风裹着粉香钻进窗缝时,就知道暮春的花事又近了尾声。廊外的樱枝斜斜探进窗,粉白的花簇攒了满枝,风一吹就晃落细碎的花瓣,落在案头的瓷碟里,也落在刚摊开的棉麻餐布上。
巷口的阿婆今早换了叫卖的调子,昨天还在喊新摘的香椿,这会儿却提着满篮带露的蒲公英苗。廊下的陶壶温着去年晒的茉莉茶,旁边摆着今早刚烤的樱叶饼——用院角自种的樱叶切碎揉进面里,煎得边缘带着浅黄的焦香,配着刚开坛的青梅酒,刚好配这满院的春景。偶尔有花瓣飘进茶碗,也不挑拣,就着花香抿一口茶,连舌尖都沾了点春日的甜。
不像盛夏时总贪凉赶急,暮春的日子总是慢得像浸了蜜。

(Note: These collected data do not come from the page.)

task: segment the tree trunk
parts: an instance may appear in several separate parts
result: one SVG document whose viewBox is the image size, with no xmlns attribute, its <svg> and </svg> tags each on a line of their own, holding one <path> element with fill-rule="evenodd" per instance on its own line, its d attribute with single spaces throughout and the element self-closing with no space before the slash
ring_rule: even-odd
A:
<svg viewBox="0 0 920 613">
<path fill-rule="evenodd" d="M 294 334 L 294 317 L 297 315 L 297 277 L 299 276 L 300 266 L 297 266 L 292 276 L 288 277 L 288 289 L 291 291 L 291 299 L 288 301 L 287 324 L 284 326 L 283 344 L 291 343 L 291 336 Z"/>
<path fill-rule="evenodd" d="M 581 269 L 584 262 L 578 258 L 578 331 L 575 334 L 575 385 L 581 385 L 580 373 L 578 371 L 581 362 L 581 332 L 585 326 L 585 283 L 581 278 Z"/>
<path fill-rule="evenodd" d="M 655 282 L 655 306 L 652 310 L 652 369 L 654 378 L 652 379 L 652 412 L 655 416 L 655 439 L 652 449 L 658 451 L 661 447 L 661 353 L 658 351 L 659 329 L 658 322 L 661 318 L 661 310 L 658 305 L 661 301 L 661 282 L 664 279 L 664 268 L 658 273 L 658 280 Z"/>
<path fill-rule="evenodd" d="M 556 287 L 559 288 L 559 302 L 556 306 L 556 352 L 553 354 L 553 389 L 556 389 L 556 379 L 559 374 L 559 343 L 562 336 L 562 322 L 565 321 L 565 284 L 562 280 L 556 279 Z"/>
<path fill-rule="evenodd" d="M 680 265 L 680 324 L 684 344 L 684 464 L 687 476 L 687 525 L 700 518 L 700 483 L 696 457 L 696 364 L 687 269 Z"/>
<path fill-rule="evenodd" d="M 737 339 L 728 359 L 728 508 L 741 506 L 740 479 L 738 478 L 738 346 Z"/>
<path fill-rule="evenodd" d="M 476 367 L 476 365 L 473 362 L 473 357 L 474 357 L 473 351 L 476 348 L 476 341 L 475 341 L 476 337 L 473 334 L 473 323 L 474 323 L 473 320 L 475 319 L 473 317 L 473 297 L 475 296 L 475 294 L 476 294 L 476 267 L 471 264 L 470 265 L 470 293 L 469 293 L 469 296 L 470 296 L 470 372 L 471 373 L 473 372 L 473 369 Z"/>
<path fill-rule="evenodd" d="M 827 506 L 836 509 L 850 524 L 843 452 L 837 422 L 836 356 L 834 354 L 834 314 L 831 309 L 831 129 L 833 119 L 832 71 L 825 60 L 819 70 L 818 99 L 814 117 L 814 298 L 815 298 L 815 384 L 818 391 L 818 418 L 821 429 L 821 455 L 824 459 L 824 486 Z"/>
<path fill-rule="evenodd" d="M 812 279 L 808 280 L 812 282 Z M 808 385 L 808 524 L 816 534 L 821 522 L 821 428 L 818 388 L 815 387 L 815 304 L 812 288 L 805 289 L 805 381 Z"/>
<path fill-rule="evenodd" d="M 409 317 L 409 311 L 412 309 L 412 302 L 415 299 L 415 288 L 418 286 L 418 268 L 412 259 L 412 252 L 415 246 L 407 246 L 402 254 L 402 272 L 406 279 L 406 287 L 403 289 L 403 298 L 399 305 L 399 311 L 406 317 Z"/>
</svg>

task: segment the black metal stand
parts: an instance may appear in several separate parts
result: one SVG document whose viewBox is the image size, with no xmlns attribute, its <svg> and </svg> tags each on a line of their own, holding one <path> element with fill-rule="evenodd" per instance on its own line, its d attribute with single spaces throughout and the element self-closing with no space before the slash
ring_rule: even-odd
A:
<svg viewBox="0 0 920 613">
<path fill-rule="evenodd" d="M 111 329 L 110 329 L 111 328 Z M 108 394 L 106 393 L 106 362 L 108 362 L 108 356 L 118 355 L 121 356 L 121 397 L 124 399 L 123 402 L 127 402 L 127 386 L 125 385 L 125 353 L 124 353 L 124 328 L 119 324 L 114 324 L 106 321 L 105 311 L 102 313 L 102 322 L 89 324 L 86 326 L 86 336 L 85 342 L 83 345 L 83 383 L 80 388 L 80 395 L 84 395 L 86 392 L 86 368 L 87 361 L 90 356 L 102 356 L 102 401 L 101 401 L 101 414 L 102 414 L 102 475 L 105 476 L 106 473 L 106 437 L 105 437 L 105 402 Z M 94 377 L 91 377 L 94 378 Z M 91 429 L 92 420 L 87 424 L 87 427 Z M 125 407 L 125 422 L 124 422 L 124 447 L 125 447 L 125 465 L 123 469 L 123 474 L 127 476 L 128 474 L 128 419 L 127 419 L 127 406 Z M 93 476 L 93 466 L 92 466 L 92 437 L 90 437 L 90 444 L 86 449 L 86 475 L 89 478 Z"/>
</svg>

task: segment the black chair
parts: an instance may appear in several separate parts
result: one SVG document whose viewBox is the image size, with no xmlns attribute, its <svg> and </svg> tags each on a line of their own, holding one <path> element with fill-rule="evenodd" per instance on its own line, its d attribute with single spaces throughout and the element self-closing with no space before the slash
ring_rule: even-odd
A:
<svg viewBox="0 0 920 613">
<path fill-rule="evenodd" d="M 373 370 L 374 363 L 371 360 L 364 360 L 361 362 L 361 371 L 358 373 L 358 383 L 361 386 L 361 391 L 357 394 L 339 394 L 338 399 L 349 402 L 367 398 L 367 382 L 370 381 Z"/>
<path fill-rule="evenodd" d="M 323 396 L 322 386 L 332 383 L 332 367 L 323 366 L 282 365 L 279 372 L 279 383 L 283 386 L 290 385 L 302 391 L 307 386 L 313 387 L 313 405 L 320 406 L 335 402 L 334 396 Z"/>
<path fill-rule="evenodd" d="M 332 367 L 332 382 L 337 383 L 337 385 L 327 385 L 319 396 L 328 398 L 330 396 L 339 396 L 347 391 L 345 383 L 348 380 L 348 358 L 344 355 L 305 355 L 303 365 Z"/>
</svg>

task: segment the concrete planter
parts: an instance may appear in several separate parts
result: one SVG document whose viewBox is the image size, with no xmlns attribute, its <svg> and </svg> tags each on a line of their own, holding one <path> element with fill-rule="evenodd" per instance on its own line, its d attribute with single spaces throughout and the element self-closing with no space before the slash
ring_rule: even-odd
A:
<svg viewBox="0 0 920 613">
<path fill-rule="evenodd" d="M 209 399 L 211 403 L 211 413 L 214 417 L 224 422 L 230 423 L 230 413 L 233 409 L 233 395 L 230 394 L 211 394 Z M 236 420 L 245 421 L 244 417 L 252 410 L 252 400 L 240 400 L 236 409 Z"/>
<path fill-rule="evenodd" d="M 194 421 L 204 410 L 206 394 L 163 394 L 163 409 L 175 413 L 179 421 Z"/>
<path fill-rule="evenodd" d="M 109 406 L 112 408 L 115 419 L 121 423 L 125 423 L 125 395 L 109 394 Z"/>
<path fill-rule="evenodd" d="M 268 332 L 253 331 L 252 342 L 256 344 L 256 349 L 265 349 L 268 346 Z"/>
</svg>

连做饭都愿意多添几分闲心,煮一碗阳春面时会撒上点樱花瓣碎,炒个蒲公英苗也会摆上两枝樱叶当点缀,把寻常三餐都染成了春日的模样。连路过的三花猫都蜷在花影下打盹,连风都跟着慢了半拍,不肯催着春日早点落幕。
抬头望时,太阳正斜斜擦过花梢,把粉花映成暖融融的橘色,连风里都不再带着料峭的寒,只剩春日最后一点温柔的余韵。这样的日子不用赶什么市集的热闹,就守着这满院樱枝,把三餐过成了最接地气的春日风物。